P.-Ch. Cathelineau Il faut que les deux faces…

M. Bercovici Il n’y a pas la torsion.

H. Ricard Il n’y a pas la torsion, c’est vrai.

[Brouhaha]

M. Bercovici C’est impossible de faire la torsion.

M. Darmon Si on aplatit une chambre à air et on pousse l’index, on tourne.

B. Vandermersch On tourne. Il faut tourner et à ce moment-là on produit la bande de Moebius.

M. Bercovici Y a pas de coupe ?

B. Vandermersch Pas si on l’aplatit simplement.

Y. À ce moment-là tu introduis la torsion.

M. Bercovici Ya pas de bord,

B. Vandermersch Si, on peut le faire.

V. Hasenbalg-Corabianu Et si il dit nous pouvons couper le long du pli.

J. Maucade – À ce moment c’est de la chirurgie,

P.-Ch. Cathelineau Dans l’Étourdit c’est de la chirurgie.

M. Darmon Oui dans l’Étourdit c’est comme ça.
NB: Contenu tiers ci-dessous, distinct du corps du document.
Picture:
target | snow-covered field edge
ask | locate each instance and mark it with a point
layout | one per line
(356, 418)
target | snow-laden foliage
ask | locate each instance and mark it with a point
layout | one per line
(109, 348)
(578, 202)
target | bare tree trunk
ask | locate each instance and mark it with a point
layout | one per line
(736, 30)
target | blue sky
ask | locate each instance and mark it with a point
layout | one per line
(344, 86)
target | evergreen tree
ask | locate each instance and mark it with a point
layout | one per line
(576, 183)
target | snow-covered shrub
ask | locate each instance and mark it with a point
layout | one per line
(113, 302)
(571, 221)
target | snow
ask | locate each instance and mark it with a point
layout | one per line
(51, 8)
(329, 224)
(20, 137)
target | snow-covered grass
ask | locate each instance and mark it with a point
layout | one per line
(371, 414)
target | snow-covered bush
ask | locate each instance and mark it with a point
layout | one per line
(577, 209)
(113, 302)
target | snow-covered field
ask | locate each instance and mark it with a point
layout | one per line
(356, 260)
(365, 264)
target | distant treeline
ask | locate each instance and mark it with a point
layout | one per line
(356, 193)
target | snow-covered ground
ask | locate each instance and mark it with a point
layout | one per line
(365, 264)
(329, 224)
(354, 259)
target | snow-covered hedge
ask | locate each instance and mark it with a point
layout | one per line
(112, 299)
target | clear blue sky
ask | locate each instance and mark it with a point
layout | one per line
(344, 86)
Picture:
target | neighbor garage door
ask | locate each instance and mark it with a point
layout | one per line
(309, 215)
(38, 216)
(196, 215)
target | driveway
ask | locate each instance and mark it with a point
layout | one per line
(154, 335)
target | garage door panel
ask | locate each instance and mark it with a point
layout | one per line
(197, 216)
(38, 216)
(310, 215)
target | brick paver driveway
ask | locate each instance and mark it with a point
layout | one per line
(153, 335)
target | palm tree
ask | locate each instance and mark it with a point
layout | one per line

C’est-à-dire le pseudo bord, en fait, le pli.

B. Vandermersch Le pli qui fait bord. Le pli qui fait bord on le coupe,

M. Darmon On coupe selon le pli et on obtient une bande de Mœbius biface.

B. Vandermersch Double

M. Darmon Double. Là il s’agit d’une bande de Mœbius avec trois demi-torsions, enfin pas sur le dessin, sur la suite du…

P.-Ch. Cathelineau Pourquoi cette question du tore juste après la topologie est imaginaire. Je pense que c’est une façon de nous rappeler que, ce qu’il a dit dans le séminaire précédent, que la question du tore et la question de la bande de Mœbius, et ce rapprochement du tore avec la bande de Mœbius, pour rappeler l’Étourdit c’est la problématique du sujet. Tout simplement. C’est le sujet dans sa division.

J. Maucade – La question de l’âme dans le tore, dont on a beaucoup discuté dans le séminaire avant. On se demandait ce que c’était.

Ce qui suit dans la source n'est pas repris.